I have read the interesting article from @patrick-cuba regarding solving the time crisis of back dated date and the concept of the Record Tracking Satellite Extended object.
I am now thinking about how to put this into practice...
Is the guidance that this is used for every hub and link table or selectively against those that have evidence of time crime? I am leaning towards making it a standard pattern for every hub and link.
I have a general query regarding the satellite table load. Does the use of RTS-X mean that the satellite table also needs to distinguish between the traditional 'load date' (into the data warehouse) and the 'applied load date' (the date/time the record relates to), i.e., should the satellite table now include both these attributes? If so, which of these two date attributes along with the hashkey would form the primary key of the satellite?
It looks like the use of RTS-X moves away from the 'load date' for a satellite table actually storing the date the record was seen by the data warehouse and is more aligned to what we would artificially set it to when handling historical data loads. Have I misunderstood?

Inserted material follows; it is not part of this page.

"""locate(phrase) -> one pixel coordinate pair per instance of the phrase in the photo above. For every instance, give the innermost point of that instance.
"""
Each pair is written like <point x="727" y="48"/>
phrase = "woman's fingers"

RTS-X appears to fundamentally work by requiring one record per source staging record per load. As this could get very large, very quickly, compression is recommended. Where CDC is used to deliver deltas of data, this could be quite manageable. However, what do we do where CDC is not possible and full dumps are delivered each night from the source system which require to be parsed to identify the small proportion of new and updated data? Is RTS-X really viable for full data dumps each night? Some of the dumps I am seeing are millions of records each day. The RTS-X table related to these data sources could get very massive very quickly if one record has to be inserted per record in the staging table containing a full data dump, when 99% of the dump is unchanged data.
Related to this, is it the view that the RTS-X table always contains every record for every day and never has any PIT table-like ageing out, even after several years? If the purpose if primary to deal with late arriving/out of sequence data, which is most likely to occur within days/weeks of the due date of the date, does it make sense to hold every RTS-X record with load date older than say x days? x could be 365 days for example.